The single patient in whom we identified the same second point mutation, TSC2 1864C>T R622W, in multiple regions of cortex from one cerebral hemisphere in addition to a germline mutation in TSC2 (4375C>T, R1459X) appears to represent an extraordinary TSC patient, as this was not seen in any of the other TSC patient samples studied. We desired to perform more detailed correlations of the TSC2 1864C>T R622W mutation with individual brain cells in this individual, but the quality of the available tissue precluded such studies, as conventional (non-frozen) fixed paraffin-embedded pathologic material was not available for our use. Nonetheless, we speculate that in this individual an early second hit event occurred in the developing brain, which led to wide dissemination of this mutation throughout at least one hemisphere and likely both. Further, we expect that cells with both mutations, and consequent complete loss of functional TSC2 and activation of mTORC1, would demonstrate abnormal proliferation and development, leading to generation of giant cells and dysplastic cell types, and tuber formation in brain regions with high amounts of these cells.

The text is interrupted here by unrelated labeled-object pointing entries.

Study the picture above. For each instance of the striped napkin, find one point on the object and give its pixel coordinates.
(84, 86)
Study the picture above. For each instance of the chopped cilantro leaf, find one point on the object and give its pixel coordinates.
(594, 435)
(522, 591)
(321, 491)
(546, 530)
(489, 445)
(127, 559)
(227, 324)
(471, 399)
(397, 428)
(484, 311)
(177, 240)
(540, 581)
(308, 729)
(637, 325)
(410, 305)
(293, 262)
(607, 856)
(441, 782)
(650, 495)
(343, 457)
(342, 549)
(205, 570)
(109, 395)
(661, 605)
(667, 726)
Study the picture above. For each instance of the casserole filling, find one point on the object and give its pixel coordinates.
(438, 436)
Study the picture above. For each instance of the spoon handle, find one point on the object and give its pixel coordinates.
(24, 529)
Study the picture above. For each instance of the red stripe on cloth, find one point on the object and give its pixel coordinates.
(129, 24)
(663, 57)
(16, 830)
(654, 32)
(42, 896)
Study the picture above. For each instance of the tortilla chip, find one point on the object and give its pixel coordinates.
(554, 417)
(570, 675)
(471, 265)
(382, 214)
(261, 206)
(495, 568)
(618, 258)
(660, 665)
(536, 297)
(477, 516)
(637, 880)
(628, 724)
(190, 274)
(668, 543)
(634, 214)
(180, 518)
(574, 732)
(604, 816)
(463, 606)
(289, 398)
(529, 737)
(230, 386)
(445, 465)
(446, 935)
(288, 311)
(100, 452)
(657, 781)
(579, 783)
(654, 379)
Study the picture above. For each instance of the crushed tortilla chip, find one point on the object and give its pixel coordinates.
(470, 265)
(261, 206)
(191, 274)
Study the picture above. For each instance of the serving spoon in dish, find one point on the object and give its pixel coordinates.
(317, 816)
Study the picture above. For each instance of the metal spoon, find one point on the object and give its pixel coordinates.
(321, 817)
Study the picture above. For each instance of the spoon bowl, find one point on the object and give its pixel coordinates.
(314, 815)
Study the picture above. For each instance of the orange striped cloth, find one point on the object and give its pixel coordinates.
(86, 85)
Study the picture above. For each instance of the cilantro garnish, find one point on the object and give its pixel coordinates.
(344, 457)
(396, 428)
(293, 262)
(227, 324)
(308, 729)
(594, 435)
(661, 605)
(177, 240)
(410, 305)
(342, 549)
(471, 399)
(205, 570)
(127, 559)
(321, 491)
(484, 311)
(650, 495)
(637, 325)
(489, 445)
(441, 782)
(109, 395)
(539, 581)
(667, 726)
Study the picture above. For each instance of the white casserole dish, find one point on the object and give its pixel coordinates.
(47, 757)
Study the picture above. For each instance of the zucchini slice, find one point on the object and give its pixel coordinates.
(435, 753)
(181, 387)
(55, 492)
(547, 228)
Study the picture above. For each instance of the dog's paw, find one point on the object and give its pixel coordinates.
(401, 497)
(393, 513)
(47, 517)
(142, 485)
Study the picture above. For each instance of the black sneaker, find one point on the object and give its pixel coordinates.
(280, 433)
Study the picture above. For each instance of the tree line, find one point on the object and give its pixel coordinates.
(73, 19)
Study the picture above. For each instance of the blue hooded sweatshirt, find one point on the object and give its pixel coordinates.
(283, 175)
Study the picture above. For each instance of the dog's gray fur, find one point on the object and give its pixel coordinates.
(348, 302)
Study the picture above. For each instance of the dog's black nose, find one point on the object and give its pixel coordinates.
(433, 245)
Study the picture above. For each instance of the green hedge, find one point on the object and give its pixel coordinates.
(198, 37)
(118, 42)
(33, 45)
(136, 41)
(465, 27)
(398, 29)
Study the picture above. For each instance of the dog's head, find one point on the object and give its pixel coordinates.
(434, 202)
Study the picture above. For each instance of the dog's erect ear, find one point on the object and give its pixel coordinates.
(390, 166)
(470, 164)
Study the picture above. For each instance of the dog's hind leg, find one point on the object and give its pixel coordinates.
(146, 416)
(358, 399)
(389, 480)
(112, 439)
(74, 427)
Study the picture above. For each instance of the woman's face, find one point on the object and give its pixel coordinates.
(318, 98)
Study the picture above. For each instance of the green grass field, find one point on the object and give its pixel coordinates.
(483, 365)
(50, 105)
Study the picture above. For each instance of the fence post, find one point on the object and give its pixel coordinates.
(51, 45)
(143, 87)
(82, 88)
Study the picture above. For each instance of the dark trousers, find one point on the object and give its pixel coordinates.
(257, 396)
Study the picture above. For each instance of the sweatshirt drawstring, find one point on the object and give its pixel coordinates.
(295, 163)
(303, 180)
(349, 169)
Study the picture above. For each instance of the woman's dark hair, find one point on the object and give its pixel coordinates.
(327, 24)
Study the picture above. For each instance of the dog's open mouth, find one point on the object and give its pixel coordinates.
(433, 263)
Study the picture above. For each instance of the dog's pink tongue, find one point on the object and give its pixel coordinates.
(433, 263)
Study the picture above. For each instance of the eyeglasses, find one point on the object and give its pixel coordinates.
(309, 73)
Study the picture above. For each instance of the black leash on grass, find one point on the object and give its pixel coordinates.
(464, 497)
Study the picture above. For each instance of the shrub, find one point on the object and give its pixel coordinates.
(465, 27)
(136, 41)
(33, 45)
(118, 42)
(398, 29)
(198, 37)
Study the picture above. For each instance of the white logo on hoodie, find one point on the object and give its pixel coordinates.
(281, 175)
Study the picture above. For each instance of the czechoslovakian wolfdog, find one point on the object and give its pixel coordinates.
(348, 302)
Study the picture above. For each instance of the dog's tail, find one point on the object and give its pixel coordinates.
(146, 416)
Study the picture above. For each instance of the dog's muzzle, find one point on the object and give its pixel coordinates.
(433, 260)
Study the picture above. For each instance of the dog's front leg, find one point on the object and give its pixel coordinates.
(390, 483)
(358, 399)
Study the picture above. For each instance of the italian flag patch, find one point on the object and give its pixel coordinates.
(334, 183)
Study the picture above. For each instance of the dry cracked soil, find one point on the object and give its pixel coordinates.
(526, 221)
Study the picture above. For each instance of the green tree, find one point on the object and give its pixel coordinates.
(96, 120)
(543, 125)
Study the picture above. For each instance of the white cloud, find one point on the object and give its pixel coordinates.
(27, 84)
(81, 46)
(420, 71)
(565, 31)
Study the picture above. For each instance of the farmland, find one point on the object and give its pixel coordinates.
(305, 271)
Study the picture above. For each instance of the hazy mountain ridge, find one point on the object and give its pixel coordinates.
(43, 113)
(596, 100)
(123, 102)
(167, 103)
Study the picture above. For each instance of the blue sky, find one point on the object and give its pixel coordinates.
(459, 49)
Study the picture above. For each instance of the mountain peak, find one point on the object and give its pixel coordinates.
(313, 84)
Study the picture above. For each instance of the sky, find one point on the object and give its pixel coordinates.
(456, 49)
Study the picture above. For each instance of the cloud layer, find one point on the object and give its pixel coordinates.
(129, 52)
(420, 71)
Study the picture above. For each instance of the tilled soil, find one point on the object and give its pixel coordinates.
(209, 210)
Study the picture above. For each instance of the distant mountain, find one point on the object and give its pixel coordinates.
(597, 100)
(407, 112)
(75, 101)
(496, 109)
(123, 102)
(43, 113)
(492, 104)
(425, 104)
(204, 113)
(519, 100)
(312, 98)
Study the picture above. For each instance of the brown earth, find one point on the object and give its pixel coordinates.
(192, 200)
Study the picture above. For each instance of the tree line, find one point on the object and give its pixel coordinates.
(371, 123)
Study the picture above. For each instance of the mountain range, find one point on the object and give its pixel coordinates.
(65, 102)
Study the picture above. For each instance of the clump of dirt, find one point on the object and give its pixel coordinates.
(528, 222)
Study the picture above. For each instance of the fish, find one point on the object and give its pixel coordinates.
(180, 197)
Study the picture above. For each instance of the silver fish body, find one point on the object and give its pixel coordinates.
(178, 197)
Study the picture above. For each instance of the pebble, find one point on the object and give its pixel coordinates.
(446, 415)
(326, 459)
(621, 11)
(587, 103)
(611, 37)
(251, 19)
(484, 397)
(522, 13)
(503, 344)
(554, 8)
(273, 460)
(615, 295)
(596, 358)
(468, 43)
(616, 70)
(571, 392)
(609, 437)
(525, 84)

Thus, in summary, we have identified a single TSC patient with a germline TSC2 nonsense mutation and widespread distribution of brain cells within the cortex with a secondary point mutation in TSC2 at frequencies as high as 10%. However, the majority of tuber samples analyzed (40 of 46) showed no evidence for LOH by analysis of mutations and intragenic SNPs, and MLPA assessment of TSC1 and TSC2 copy number, or for low frequency point mutations that might represent second hit events. In addition, 30 of these tubers showed no evidence of activating KRAS point mutation. Overall, this new data is consistent with previous reports, and suggests that both large genomic deletions, detectible as LOH, and small mutations in either TSC1 or TSC2 are rare in TSC cortical tubers. Thus, the molecular details of the pathogenesis of cortical tubers remain unclear for the majority of TSC patients, and requires additional investigation. Possibilities include second hit mutations in other TSC/mTOR pathway interacting genes, epigenetic silencing of the remaining TSC1 or TSC2 allele, or haploinsufficiency combined with some mechanism of activation of the MAPK pathway. In vitro studies and mouse models have shown that loss of one allele of TSC1 or TSC2 causes some changes in neuronal morphology, but alone does not cause giant cell formation or dysplasia. We did not find mutations in KRAS in these tubers, but there are many other genes interacting with either the MAPK or the PI3K–AKT pathway that are potential candidates.